Sewage injector pit and sump pit are two separate pipes and pumps. The sump drains into a ditch out front

GBrackins 05-20-2013 01:37 PM

I apologize, I just realized you are looking for the ejector pump/tank if installed, not a sump pump ....... no what I meant was strange was two different levels of building sewer without an ejector pump. guess I haven't had enough coffee today

creeper 05-20-2013 01:43 PM

No no..Gary Brackins...tis I who should apologize to you for the confusion

The op never mentioned sewage injector,,thats my house...he can't find his sump, probably because there isnt one

GBrackins 05-20-2013 01:59 PM

I think what they meant was they are looking for the ejector pump/tank for the stubbed bath lines and was calling it a sump. They cannot see the cover because the floor has been tiled over.

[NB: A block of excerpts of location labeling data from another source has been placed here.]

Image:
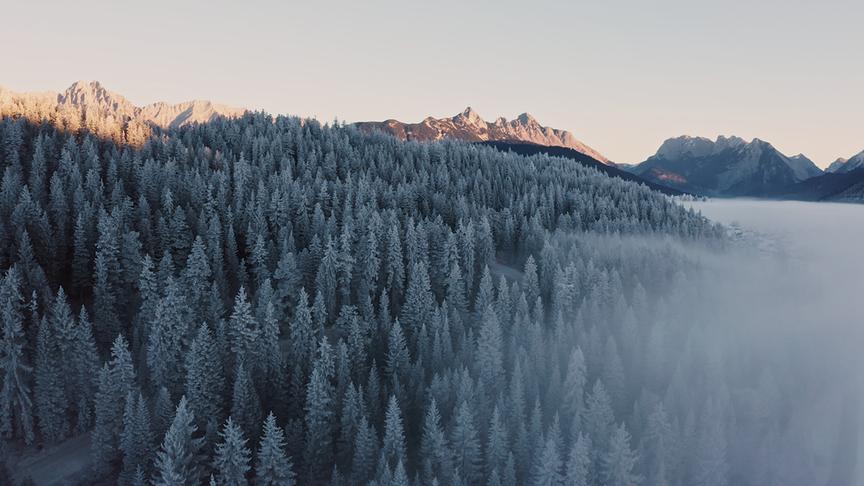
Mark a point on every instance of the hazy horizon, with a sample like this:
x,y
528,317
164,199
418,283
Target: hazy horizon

a plumber should be able to snake the lines and determine where they terminate. I couldn't imagine someone putting tile over the cover for the ejector pump but strange things do happen. could be there was a cut out/knock out in the slab for future installation. If you have a long enough snake yourself you could give it a go.

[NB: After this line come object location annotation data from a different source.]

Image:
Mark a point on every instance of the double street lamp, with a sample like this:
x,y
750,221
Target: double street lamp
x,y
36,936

creeper 05-20-2013 02:04 PM

If there were an injector pit would the op not be able to follow that large black pipe that terminates into the floor?? And then he could follow it back up where it would tie into the main septic drain. Not sure but I think an ejector pit would only be present in a septic application?? ..

AllanJ 05-20-2013 02:46 PM

(for non-ceramic tile) Try tapping on the floor (not too hard) about a foot away from the wall using a hammer or even the end of a 2 x 4. Work your way along the wall and listen for any change in sound. Then go around the perimeter again, this time 2 feet in from the wall.

DidIDoThat 05-20-2013 03:09 PM

I would hire a plumber with a sewer camera and line locater.
By running the camera you will be able to see the condition of the drains and locate the pit.

Torre1 05-20-2013 03:55 PM

Quote:

Originally Posted by GBrackins (Post 1183287)
I think what they meant was they are looking for the ejector pump/tank for the stubbed bath lines and was calling it a sump. They cannot see the cover because the floor has been tiled over.

a plumber should be able to snake the lines and determine where they terminate. I couldn't imagine someone putting tile over the cover for the ejector pump but strange things do happen. could be there was a cut out/knock out in the slab for future installation. If you have a long enough snake yourself you could give it a go.

Yes, this.
Sorry my wording of "sump" was confussing.